Viele der beeindruckenden Objekte zeugen von Alexanders Sammelleidenschaft. Gepresste Pflanzen und unterschiedliche Gesteinsarten sind zu sehen. Außerdem Tagebücher, Briefe und Zeichnungen, zum Beispiel die eines etwas unbeholfen porträtierten Lamas. Auch die letzten drei erhaltenen Instrumente, die Alexander mit nach Amerika nahm, liegen in einer der Vitrinen: ein Sextant, ein Teleskop und ein künstlicher Horizont. Ursprünglich hatte er 75 modernste Messwerkzeuge dabei.

Einige Exponate, wie eine Goldsand-Probe, stehen sinnbildlich für die oftmals enge Verknüpfung von Wissenschaft und Macht. Denn Alexanders Forschungen lieferten auch Material für Europäer, die jenseits des Atlantiks nach neuen Geschäftsmöglichkeiten suchten. So hielt er zum Beispiel die Routen fest, auf denen Rohstoffe in Südamerika transportiert wurden.

Ein bekanntes und gleichzeitig fragwürdiges Objekt fehlt in der Ausstellung aus ethischen Gründen: der Atures-Schädel. "Armes Volk, selbst in den Gräbern stört man deine Ruhe!", kommentierte Alexander von Humboldt und raubte den Kopf dennoch aus einer Begräbnisstätte des ausgestorbenen indigenen Stammes am Orinoco.

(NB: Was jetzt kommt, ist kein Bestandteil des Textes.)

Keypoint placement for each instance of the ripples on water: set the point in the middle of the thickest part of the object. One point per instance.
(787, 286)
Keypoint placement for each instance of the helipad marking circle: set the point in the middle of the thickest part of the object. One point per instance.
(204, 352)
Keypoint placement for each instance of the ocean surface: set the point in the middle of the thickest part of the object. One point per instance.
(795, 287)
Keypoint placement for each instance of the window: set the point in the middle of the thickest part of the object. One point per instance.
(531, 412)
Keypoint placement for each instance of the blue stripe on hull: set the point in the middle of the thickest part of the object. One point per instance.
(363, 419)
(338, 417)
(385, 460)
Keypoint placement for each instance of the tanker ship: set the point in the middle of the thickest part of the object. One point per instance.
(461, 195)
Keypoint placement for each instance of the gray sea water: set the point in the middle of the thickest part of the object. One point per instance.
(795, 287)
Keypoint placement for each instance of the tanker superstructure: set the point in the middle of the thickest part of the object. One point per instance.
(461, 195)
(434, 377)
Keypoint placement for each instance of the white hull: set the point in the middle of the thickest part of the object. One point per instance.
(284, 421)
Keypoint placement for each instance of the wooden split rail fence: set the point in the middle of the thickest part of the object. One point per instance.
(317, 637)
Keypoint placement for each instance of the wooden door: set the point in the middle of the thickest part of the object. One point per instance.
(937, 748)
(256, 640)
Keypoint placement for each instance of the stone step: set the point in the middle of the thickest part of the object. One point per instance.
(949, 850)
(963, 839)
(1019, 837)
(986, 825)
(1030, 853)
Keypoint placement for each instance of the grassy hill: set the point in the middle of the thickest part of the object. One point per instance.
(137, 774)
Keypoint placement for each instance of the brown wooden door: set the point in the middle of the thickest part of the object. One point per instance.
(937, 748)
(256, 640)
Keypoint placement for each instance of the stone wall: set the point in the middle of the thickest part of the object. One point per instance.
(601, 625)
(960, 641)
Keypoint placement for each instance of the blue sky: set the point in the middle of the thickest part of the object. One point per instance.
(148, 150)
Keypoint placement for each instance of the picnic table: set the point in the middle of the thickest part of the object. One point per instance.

Ohne Kolonialismus keine Reisen

Einen prominenten Platz hingegen hat das eingangs erwähnte Krokodil, das erstmals außerhalb Italiens zu sehen ist, und auch ein präparierter Ibis ist unter den Exponaten. Die Geschichten, die sich mit ihnen erzählen lassen, haben einen nicht unwichtigen Subtext: Ohne koloniale Strukturen hätten die Biografien der Humboldts wohl ein bisschen anders ausgeschaut. Alexander konnte nur in Amerika forschen, weil er eine Erlaubnis des spanischen Königs besaß. Und Wilhelm, der Europa nie verlassen hat, profitierte davon, dass andere Reisende Informationen zu unterschiedlichen Sprachen mitbrachten.

Ohne ihre Leistung im Geringsten zu schmälern, holen Savoy und Blankenstein die Humboldts ein wenig von ihrem hohen Sockel. Denn sie zeigen das ungleiche Brüderpaar, wie sie selber formulieren, "als Europäer, als Zeugen der Aneignung der Welt, als Akteure politischer, wirtschaftlicher und wissenschaftlicher Reibungsprozesse, die neben Licht auch viel Schatten warfen".

Die Ausstellung "Wilhelm und Alexander von Humboldt" ist bis zum 19. April 2020 im Deutschen Historischen Museum zu sehen.